The new interest in treating stormwater as a resource—not just a nuisance—is part of a welcome shift toward thinking about California’s water in a more holistic way. For too long, we have been managing different aspects of our water in isolation—with separate programs for water delivery, wastewater treatment, and management of floods and stormwater. If it is done right, capturing stormwater in rain gardens and wetlands can filter out the pollution while storing the water for later use. Recent court rulings and Assembly Bill 2403 (enacted in 2014) helped clarify that the costs of capturing stormwater for water supply can be included in the bills for water delivery. This makes better management easier: increases in water rates require customer oversight but not direct voter approval.

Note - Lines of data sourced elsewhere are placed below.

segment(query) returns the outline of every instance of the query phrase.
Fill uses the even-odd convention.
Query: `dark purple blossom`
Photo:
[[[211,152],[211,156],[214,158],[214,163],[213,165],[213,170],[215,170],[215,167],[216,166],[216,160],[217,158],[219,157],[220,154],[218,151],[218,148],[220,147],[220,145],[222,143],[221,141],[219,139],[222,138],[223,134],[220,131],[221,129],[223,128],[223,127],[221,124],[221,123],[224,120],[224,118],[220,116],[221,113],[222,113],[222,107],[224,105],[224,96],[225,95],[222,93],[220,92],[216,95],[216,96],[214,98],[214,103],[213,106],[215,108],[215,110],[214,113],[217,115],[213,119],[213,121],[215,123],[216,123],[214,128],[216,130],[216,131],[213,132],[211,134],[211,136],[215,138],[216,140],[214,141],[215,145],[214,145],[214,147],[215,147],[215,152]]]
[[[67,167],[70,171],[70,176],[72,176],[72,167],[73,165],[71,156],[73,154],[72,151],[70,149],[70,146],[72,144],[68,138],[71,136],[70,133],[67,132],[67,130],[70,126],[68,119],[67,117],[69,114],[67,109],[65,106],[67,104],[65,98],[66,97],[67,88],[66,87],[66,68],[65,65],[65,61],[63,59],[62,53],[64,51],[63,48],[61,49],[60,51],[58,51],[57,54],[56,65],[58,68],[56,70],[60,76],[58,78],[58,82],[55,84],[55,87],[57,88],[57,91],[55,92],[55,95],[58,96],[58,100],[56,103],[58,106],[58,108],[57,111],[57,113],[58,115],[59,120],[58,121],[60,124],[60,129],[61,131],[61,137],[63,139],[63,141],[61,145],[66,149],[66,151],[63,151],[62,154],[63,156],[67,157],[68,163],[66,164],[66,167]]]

However, more action is needed because some of the costs of stormwater programs relate strictly to managing pollution. The legislature should consider other ways to help local agencies raise the needed funds. One promising direction involves expanding the scope of a 2001 law. This law (AB 810) authorized two Southern California water agencies to apply revenues from the extra charges on water bills for overwatering landscapes—a source of polluted runoff during the dry summer months—to stormwater programs. It’s worked well, and it would be easy to extend this authority to agencies around the state.
Another simple fix would be to let local agencies use their state transportation dollars—funded mainly by the tax on fuels—as matching funds for state grants that support stormwater projects. Under current rules, the state considers these transportation funds to be “state” monies, even though they are generated by local drivers and earmarked for local use. If those rules were changed, local governments that are revamping their streets to make them more bike- and pedestrian-friendly could also create rain gardens that capture, treat, and store stormwater—for a small added cost.
Steps like these are examples of low-hanging fruit that can help California get on a more sustainable path of managing its scarce water resources.